O meu ex-colega e dinossáurio, Alvaro Sabbo. cavaleiro ilustre - no seu curriculum consta a participação em mais de 900, não é engano, novecentos concursos hípicos(em mais de setecentos classificado entre os três primeiros) - contou-me que, entre os muitos cavalos que conheceu e ensinou, houve um que sempre lembrará, pela memória que revelou.
Os cavalos, referiu-me, entre outras virtudes caracterizavam-se, sem excepção, pelo medo e pela memória. O medo, explicou-me, porque as centenas de cavalos que eram anualmente importados pelo ministério da defesa de então, provinham na sua maioria, da Argentina. Onde viviam e se reproduziam em plena liberdade na pampa imensa daquele pais. Quando chegavam a Portugal e os desembarcavam, tinham de os levar de noite, em grupo, enquadrados por cavaleiros militares, no maior silêncio possível, para o quartel de Mafra. Donde, após um período de adaptação às baias do quartel, eram distribuídos para os diversos regimentos de cavalaria de Portugal.
O meu antigo camarada do Colégio Militar, terminado o curso da escola de guerra de então, começou a sua carreira como aspirante num regimento de cavalaria de Lisboa: levantava-se muito cedo na casa de seus pais e apresentava-se ao serviço, todos os dias, pontualmente às oito da manhã. E, porque sempre chegava ao quartel com alguma antecedência, passava esse tempo observando os cavalos do regimento. Um dia reparou num cavalo do tipo "percheron", normalmente um cavalo possante, de pernas anteriores possantes, revestidas de muito pelo acima dos cascos. O cavalo agitava-se, os tratadores ainda não tinham comparecido. Vendo que o cavalo tinha sede e fome, deu-lhe água e ração. O cavalo agradeceu-lhe com o resmungo característico dos cavalos quando estão contentes com o trato que lhes prestam. O que depois repetiu muitas vezes, sempre que chegava ao regimento bastante cedo. Esse cavalo, já tinha o nome de Caneças, e o Sabbo, como é normal entre os que gostam de cavalos, tratava-o sempre pelo nome, quando lhe dava água e ração. E o cavalo sempre agradecia com o tal resmungo.
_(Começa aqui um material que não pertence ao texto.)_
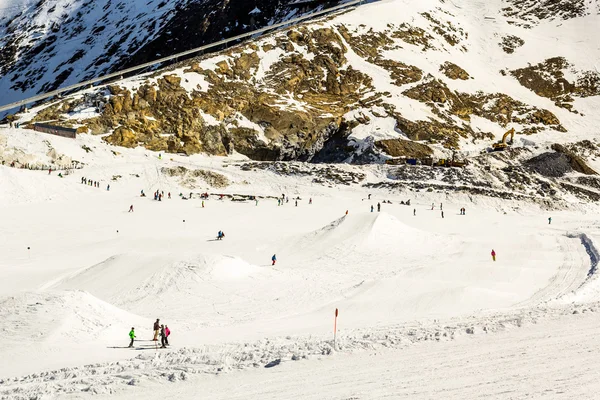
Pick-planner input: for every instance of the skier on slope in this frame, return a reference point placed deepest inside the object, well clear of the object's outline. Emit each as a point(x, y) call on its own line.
point(156, 328)
point(163, 337)
point(131, 336)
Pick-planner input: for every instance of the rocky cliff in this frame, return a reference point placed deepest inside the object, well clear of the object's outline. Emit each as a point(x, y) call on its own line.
point(383, 80)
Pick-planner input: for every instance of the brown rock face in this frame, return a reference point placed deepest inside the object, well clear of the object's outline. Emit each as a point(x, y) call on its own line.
point(123, 137)
point(453, 71)
point(404, 148)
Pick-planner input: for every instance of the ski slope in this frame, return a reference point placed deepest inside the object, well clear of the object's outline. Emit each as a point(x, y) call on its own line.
point(78, 271)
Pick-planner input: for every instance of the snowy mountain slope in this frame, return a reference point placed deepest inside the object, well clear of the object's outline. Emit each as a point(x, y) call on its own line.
point(78, 271)
point(48, 44)
point(443, 75)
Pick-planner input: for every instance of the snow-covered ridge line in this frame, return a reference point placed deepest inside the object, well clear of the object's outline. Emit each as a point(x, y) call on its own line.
point(177, 56)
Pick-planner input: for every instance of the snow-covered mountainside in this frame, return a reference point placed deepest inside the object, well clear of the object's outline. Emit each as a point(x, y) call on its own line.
point(46, 44)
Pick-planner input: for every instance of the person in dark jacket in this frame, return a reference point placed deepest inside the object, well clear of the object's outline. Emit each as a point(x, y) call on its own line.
point(131, 336)
point(156, 329)
point(163, 337)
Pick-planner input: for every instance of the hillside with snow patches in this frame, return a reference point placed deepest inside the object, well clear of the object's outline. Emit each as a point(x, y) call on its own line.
point(294, 146)
point(48, 44)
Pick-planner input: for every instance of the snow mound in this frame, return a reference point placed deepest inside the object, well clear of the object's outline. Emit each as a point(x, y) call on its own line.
point(76, 316)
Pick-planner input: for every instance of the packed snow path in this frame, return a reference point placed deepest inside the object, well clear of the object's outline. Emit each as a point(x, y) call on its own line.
point(78, 270)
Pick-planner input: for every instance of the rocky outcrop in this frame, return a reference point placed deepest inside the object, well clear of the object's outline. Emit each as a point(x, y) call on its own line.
point(547, 79)
point(510, 43)
point(453, 71)
point(404, 148)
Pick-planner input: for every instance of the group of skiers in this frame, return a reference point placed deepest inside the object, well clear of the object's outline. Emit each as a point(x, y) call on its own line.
point(89, 182)
point(159, 330)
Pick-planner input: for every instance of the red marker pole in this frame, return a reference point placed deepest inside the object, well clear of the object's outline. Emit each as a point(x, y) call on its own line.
point(335, 329)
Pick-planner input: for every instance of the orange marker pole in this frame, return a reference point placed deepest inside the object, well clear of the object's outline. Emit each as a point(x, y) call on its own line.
point(335, 329)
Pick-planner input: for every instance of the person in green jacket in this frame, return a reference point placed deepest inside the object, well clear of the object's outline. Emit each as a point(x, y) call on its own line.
point(131, 336)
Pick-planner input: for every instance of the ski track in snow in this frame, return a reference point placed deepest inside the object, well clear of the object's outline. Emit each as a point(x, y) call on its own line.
point(398, 280)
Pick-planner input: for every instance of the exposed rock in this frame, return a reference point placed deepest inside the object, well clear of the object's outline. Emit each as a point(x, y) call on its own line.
point(404, 148)
point(453, 71)
point(213, 179)
point(576, 162)
point(122, 137)
point(550, 164)
point(547, 79)
point(510, 43)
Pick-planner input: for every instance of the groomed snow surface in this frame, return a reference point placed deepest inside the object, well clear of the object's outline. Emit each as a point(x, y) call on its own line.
point(424, 311)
Passados os meses do seu tempo de aspirante, o Álvaro foi promovido e foi prestar serviço noutro quartel, continuando a sua carreira de oficial e de participante em concursos ´hípicos por todo o país e pelo estrangeiro.
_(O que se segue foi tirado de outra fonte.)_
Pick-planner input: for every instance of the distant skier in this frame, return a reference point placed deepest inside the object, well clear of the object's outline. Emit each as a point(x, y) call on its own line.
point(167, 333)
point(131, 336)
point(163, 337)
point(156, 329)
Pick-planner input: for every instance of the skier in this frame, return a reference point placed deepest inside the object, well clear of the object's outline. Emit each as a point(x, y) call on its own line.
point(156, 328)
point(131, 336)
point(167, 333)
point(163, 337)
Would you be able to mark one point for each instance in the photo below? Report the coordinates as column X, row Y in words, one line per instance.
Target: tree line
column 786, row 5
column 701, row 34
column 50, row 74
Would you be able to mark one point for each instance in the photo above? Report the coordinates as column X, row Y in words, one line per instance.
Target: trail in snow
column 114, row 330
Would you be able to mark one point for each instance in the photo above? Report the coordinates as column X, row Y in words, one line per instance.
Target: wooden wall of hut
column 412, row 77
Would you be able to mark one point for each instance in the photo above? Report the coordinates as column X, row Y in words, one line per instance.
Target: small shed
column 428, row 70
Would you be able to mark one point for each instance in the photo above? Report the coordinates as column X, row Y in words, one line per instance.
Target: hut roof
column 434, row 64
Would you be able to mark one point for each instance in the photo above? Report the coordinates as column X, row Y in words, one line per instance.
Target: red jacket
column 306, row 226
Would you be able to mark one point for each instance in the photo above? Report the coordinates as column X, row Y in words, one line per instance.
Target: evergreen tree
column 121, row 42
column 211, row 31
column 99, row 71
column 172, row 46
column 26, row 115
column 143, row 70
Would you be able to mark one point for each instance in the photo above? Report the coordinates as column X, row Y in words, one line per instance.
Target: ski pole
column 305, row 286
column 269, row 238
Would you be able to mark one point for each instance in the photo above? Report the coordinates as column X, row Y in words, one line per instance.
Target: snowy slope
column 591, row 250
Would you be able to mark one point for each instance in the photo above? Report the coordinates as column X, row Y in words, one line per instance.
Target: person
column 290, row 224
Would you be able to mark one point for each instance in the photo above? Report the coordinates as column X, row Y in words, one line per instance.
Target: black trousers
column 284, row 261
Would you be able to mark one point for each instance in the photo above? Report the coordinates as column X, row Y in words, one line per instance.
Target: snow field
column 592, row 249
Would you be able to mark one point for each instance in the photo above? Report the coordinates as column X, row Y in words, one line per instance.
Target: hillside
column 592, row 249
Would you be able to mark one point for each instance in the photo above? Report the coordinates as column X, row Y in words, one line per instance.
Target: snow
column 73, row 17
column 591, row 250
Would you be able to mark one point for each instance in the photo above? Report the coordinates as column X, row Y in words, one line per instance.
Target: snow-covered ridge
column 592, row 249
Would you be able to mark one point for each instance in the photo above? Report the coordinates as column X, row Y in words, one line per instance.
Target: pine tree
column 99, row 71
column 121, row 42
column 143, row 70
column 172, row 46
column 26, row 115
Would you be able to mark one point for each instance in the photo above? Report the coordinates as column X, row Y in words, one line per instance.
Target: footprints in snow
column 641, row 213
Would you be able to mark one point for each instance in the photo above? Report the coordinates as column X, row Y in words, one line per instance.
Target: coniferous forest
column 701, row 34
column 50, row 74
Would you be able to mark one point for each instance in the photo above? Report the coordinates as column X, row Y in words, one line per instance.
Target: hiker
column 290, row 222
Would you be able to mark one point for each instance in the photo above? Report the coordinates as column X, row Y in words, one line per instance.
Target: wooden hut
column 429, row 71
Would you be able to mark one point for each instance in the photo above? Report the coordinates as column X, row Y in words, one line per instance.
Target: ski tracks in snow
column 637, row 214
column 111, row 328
Mais de dez anos depois, logo que promovido a capitão, foi destinado para outro quartel, na província. E, como lhe competia e cumpria com gosto, começou por passar revista à cavalariça. Encontrando um dos tratadores fez-lhe as perguntas da praxe, se havia problemas com alguns dos cavalos, quais era mansos, quais eram difíceis no trato. E o soldado com quem falava entre outros pormenores disse-lhe:
- Meu capitão, manso, manso é o Caneças...
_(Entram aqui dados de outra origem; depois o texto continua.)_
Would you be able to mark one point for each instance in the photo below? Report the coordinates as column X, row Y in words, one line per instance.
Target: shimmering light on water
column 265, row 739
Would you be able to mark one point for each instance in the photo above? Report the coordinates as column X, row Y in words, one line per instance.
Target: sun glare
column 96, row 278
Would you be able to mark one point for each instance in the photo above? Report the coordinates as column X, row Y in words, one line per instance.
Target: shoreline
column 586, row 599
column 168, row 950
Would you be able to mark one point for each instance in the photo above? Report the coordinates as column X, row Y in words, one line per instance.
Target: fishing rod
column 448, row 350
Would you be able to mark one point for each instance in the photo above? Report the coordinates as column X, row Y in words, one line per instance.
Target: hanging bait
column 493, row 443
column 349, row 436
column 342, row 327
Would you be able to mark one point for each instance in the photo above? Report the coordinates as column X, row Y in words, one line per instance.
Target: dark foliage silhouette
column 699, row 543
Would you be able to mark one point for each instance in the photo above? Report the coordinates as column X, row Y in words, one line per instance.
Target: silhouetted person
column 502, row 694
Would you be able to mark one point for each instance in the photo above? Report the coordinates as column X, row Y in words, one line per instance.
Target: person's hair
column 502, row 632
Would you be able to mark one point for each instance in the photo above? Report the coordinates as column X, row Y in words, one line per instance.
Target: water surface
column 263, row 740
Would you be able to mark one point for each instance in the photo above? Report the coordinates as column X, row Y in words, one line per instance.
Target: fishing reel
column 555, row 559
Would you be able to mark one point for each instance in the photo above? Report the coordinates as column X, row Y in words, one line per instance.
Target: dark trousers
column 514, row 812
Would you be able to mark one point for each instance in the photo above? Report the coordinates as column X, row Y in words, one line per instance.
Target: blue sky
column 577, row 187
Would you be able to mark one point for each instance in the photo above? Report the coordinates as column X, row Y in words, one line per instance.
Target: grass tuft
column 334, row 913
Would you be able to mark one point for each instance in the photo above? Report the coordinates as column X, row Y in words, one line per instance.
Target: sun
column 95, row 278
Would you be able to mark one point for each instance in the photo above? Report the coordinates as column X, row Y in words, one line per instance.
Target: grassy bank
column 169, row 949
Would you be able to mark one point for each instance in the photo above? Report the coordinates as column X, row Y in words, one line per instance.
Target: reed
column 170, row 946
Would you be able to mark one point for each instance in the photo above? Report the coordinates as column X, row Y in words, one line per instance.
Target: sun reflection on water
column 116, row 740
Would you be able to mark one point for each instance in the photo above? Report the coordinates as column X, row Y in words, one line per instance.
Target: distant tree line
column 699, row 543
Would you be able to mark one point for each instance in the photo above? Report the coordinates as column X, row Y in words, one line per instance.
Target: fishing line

- O Caneças? - disse o Álvaro, levantando a voz, admirado.
E o Caneças, numa baia a poucos metros de distância, respondeu de imediato, com o tal resmungo de alegria, ao reconhecer a voz de quem o tinha tratado tão bem, anos antes.
Esta é a memória que têm os cavalos, manifestando sempre quem lhes fez bem.
Ao contrário do que, com frequência, se verifica na espécie humana.